Shakyamuni decided to leave home and become a monk after encountering the four sufferings of birth, ageing, sickness and death. He then awakened to the truth of suffering and taught it thruoghtout his lifetime. His teaching starts with the noble truth of suffering, and it is said that he repeatedly confirmed his deciples understanding of the four noble truths (suffering, attachment, the extinction of attachment and the eightfold path) during the last moments of his life, and then gladly let go of his body, which he called the source of suffering.

First, what are the four noble truths?
The first noble truth is "dukkha", which is translated as "suffering", but actually means the un-satisfactoriness of everything: Wherever we go, what ever we do, we will never be 100% satisfied. One part of us can never get "satisfaction".
Next, there is "attachment". The reason why we are never satisfied is that we think we have to be satisfied in the fist place. If we could let this thought go - stop trying to be satisfied - we would realize that life is not that unsatisfactory after all.
This leads to the third noble truth, the "extinction of attachment". If we stop craving for satisfaction, we naturally stop being "not satisfied".
But - fourth truth - this must be no theoretical understanding, but has to be put into practice in our daily life. This daily life of letting go our deep rooted thought: "I want satisfaction" - is what is called walking the Buddhist path.
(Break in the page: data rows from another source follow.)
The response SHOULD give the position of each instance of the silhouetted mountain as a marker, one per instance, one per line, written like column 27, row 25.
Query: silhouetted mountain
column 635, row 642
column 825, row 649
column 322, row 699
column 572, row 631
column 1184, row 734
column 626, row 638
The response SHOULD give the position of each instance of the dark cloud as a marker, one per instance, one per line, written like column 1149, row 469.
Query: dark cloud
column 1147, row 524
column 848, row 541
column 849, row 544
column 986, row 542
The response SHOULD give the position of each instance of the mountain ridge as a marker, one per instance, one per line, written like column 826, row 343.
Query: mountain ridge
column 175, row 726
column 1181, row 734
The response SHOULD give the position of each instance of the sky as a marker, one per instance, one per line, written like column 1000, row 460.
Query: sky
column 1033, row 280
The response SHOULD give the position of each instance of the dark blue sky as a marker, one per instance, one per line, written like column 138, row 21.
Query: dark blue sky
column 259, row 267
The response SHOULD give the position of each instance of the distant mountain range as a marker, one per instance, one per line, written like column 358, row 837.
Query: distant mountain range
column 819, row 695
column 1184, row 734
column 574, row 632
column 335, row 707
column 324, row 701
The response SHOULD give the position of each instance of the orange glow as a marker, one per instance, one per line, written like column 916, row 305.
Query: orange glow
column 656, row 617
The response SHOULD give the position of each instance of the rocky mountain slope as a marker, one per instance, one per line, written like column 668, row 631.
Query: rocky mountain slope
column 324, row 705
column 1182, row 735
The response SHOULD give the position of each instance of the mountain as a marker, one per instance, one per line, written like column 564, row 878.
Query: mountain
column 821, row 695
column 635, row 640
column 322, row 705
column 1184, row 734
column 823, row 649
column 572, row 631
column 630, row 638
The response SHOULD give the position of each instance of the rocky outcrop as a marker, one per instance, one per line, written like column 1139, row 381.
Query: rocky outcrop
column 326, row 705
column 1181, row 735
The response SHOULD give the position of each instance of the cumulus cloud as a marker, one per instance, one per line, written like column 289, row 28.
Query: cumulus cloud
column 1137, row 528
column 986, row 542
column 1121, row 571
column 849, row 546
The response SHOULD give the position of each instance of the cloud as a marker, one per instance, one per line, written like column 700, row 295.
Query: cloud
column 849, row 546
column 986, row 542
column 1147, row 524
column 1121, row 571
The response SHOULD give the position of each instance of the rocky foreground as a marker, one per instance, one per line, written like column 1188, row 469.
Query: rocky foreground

There is a big trap here, though:
"If I practice Buddhism and stop thinking of wanting to be satisfied, I will be liberated from my suffering, and every day of my life will be happy."
This seems to be a logical conclusion of the above. We suffer, because we want to be satisfied. We will only be really satisfied, if we stop trying to be satisfied.

But: If we "try to" let go of thinking that we want to be satisfied, just to be really satisfied, we are not really letting go. We are just getting even more attached. Because "letting go" does not mean that we are "letting go to be satisfied". It is this thought that "we really want to be satisfied", that we have to let go of.

This is why I said in the beginning that Buddhism means "suffering".
In Buddhism, "liberation" does not mean that we are liberated "from" suffering. Rather, we approach and accept suffering completely, becoming one with it. Thus we embrace suffering, and suffering embraces us. This is what is meant by letting go of the thought of wanting to be satisfied.

If we let go in this way and become one with suffering, the "I" that thinks that it suffers will disappear, just as that what appears to make "us" suffering. The only reality is that of un-satisfactoriness, the reality of this life here and now, which is independent from our thoughts and desires.